# Sindaco



## traveller (Feb 27, 2003)

Some time back I mentioned an old Sindaco watch. I think it was Foggy who asked for pictures of military markings etc. If the pictures show then maybe Foggy has some information about the watch.

Only 32mm diameter with 16mm lug spacing.


----------



## traveller (Feb 27, 2003)

Try again!


----------



## traveller (Feb 27, 2003)

Don't seem to be able to atttach two on the same post so here's the front??


----------



## traveller (Feb 27, 2003)

Or was it someone else??


----------



## Foggy (Feb 25, 2003)

Good clear pic, Traveller, and a nice little watch. It is as I thought - an ATP - Army Time Piece. It is also said by some that ATP may mean Army Temporary Pattern. From what follows, this actually makes sense. World War II period.

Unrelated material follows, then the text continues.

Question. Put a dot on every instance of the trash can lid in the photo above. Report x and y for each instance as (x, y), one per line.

At the start of the war, we weren't geared up with enough military watches, so suitable civilian brands & modeal were used, and stamped with the ATP markings.

Any chance of a picture dial side, please ?









Cheers

Foggy


----------



## Foggy (Feb 25, 2003)

Thanks - you read my mind









Cheers

Foggy


----------



## traveller (Feb 27, 2003)

Thanks Foggy, that was fast!

I must have been posting the second pic. at the same time as your response.

Do you reckon it's probably from the '40s rather than '50s?

There is also a 4 fig. number between the lugs, a bit worn though, could that be a manufacturers number?


----------



## Foggy (Feb 25, 2003)

Sorry Traveller, in the haste of my first post I was maybe a little misleading.

On reflection, I think the 1950's timeframe is more likely for the ATP's. At the start of WWII, the forces were using GSTP (General Service Temporary Pattern) Pocket Watches. They then took delivery of wrist watches in the form of WWW's (Waterproof wrist watches). So the ATP's are probably post-war.

The number between the lugs is probably from the manufacturer, yes.

Cheers

Foggy


----------



## traveller (Feb 27, 2003)

Thanks again Foggy. My understanding was that the watch is from the 50's so you've confirmed it for me.


----------